As a student in political science and African American Studies, GESO member Adom Getachew GRD ’15 said she finds it difficult to create an academic community that shares her niche field of study and that can help her navigate her professional development. However, Getachew said she did manage to form a group of women who support her studies, although it was difficult because of the gender imbalance.
A 2006 faculty diversity initiative set goals for hiring more women and minorities to the FAS by June 2013. The initiative called for 30 new professors from minority backgrounds and at least 30 female professors specifically in economics and the sciences.
Getachew said that in the nearly 10 years since the commitment, those goals have not been met.
“I call on Yale to diversify its faculty,” Getachew — who was one of the three GESO members to present GESO’s grievances to Warner House on Wednesday — yelled to the crowd.
Further, GESO members attributed the difficulty of finding a female advisor to the absence of female ladder faculty.
Also at the demonstration, Claire Dickey GRD ’20 said Yale needs to actively recruit more women and make more safe spaces for women on campus, adding that this would help students conduct better research.
Dickey also pointed out that although Yale hired many female faculty members, many of these have since left the University, either because they were not on a tenure track or because they did not feel comfortable in their departments.
Although only three graduate students delivered their personal testimonies during the demonstration, 11 other graduate students also wrote down their grievances.
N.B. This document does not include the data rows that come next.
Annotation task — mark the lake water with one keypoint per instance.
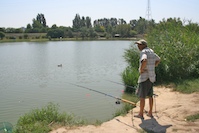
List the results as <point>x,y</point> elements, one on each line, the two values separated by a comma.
<point>30,77</point>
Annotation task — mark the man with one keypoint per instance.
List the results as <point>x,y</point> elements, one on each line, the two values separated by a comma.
<point>148,61</point>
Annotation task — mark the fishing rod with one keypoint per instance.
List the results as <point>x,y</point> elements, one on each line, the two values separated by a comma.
<point>117,102</point>
<point>133,87</point>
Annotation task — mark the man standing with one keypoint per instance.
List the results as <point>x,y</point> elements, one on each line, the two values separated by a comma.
<point>148,61</point>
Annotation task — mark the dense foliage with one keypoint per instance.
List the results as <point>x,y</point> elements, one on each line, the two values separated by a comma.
<point>82,28</point>
<point>177,44</point>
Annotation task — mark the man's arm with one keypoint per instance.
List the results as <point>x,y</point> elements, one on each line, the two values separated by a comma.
<point>157,62</point>
<point>143,65</point>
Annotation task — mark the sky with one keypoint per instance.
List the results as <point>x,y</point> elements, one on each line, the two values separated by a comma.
<point>19,13</point>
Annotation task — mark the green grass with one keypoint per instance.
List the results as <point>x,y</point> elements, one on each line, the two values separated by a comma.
<point>187,86</point>
<point>42,120</point>
<point>126,107</point>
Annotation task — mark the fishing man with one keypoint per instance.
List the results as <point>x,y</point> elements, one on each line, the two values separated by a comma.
<point>148,61</point>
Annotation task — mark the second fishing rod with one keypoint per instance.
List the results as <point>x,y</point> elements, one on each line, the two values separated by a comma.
<point>117,98</point>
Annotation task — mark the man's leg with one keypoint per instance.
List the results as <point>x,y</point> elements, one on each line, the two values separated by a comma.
<point>142,104</point>
<point>150,106</point>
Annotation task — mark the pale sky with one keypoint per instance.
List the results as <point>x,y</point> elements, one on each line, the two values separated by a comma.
<point>19,13</point>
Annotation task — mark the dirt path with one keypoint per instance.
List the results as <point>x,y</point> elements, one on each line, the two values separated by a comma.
<point>171,109</point>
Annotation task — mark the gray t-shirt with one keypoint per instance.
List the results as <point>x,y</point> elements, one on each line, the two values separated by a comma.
<point>149,72</point>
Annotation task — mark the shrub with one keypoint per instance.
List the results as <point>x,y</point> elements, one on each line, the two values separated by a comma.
<point>178,47</point>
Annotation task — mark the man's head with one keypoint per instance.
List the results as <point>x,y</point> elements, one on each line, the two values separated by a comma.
<point>141,44</point>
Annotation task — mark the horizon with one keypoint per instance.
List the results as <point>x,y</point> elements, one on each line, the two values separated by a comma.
<point>17,14</point>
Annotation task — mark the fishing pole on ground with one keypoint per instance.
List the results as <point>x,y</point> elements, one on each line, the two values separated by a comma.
<point>133,87</point>
<point>117,98</point>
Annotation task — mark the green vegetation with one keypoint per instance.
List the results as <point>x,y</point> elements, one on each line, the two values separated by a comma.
<point>41,120</point>
<point>177,44</point>
<point>82,28</point>
<point>126,107</point>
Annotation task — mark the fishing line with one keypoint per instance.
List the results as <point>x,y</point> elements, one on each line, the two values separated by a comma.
<point>118,99</point>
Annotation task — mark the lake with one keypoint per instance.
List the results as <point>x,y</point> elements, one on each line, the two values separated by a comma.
<point>30,77</point>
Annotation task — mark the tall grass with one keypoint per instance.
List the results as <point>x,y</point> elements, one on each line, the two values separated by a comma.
<point>41,120</point>
<point>177,43</point>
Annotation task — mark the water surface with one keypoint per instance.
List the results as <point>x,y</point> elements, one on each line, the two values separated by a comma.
<point>30,77</point>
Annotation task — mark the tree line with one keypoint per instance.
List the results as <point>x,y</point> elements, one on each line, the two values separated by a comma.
<point>83,27</point>
<point>177,43</point>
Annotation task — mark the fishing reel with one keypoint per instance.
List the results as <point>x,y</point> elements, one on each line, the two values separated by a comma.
<point>117,102</point>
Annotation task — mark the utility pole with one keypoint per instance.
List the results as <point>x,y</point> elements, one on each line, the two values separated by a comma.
<point>148,11</point>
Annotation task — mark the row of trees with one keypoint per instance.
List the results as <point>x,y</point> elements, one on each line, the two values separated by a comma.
<point>82,27</point>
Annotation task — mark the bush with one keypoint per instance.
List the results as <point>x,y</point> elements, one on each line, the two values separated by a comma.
<point>130,74</point>
<point>178,47</point>
<point>177,44</point>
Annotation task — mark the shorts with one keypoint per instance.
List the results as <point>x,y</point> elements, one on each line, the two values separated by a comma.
<point>145,89</point>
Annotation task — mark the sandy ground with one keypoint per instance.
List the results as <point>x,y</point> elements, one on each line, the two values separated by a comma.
<point>170,110</point>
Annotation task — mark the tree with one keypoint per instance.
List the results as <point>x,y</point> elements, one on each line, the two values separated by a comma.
<point>55,33</point>
<point>41,19</point>
<point>2,35</point>
<point>77,22</point>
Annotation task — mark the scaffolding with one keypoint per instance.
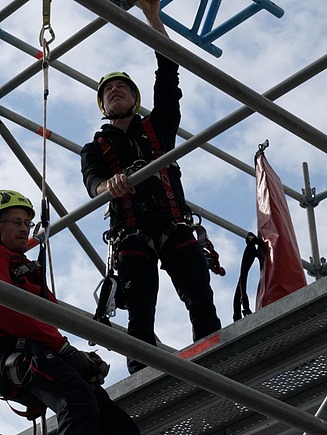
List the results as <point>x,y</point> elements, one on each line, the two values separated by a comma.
<point>246,371</point>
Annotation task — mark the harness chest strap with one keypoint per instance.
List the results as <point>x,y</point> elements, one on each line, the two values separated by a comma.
<point>115,167</point>
<point>164,174</point>
<point>26,268</point>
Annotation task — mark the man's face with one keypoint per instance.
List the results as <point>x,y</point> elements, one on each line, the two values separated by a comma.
<point>14,229</point>
<point>117,97</point>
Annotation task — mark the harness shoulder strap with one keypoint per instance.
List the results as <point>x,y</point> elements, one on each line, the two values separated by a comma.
<point>164,173</point>
<point>115,168</point>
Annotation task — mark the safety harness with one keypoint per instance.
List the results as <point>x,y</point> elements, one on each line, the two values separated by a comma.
<point>255,248</point>
<point>111,295</point>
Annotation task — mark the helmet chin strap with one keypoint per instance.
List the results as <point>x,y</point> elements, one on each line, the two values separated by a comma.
<point>130,112</point>
<point>120,115</point>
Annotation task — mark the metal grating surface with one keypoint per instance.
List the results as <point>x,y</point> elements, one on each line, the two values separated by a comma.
<point>281,350</point>
<point>285,358</point>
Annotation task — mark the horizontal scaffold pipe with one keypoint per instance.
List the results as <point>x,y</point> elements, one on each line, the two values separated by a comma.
<point>207,72</point>
<point>224,124</point>
<point>55,53</point>
<point>190,372</point>
<point>55,202</point>
<point>11,8</point>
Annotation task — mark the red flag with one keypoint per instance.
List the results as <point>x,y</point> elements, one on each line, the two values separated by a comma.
<point>282,272</point>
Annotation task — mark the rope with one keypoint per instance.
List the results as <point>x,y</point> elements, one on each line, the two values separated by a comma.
<point>45,215</point>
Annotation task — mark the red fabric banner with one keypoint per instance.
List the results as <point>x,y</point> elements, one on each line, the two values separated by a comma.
<point>282,272</point>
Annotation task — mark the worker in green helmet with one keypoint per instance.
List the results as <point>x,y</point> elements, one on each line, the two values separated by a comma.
<point>38,366</point>
<point>151,221</point>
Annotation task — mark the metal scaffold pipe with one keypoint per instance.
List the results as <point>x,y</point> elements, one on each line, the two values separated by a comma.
<point>171,364</point>
<point>208,72</point>
<point>57,52</point>
<point>56,204</point>
<point>11,8</point>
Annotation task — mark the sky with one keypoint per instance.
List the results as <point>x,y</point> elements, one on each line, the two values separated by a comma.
<point>260,53</point>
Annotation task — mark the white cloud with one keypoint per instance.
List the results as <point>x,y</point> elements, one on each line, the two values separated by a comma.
<point>260,53</point>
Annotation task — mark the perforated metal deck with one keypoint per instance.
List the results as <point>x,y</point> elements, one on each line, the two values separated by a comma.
<point>281,350</point>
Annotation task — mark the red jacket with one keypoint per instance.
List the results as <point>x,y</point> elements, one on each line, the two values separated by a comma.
<point>15,324</point>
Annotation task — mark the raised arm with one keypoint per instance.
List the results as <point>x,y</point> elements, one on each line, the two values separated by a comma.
<point>151,9</point>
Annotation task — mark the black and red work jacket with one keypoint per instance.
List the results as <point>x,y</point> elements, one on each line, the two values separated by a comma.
<point>14,325</point>
<point>159,200</point>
Co-chair of GESO Robin Canavan GRD ’18 said some of these testimonies are personal stories that were not presented at the event at the request of the students.
“Since I got to Yale eight months ago, I’ve already faced very casual discrimination and microaggressions that are pretty common in a male-dominated field,” Dickey told the News.
Underrepresentation was not the only issue addressed in the grievances. Yale does not subsidize childcare support, which GESO members feel undermines the professional credibility of students who decide to start a family.
GESO member Anna Jurkevics GRD ’15 said she faced both explicit and subtle disapproval from faculty and peers about having a child with her husband. Jurkevics also said her peers told her they were concerned about her prospects on the job market, while her husband was not advised against having a child.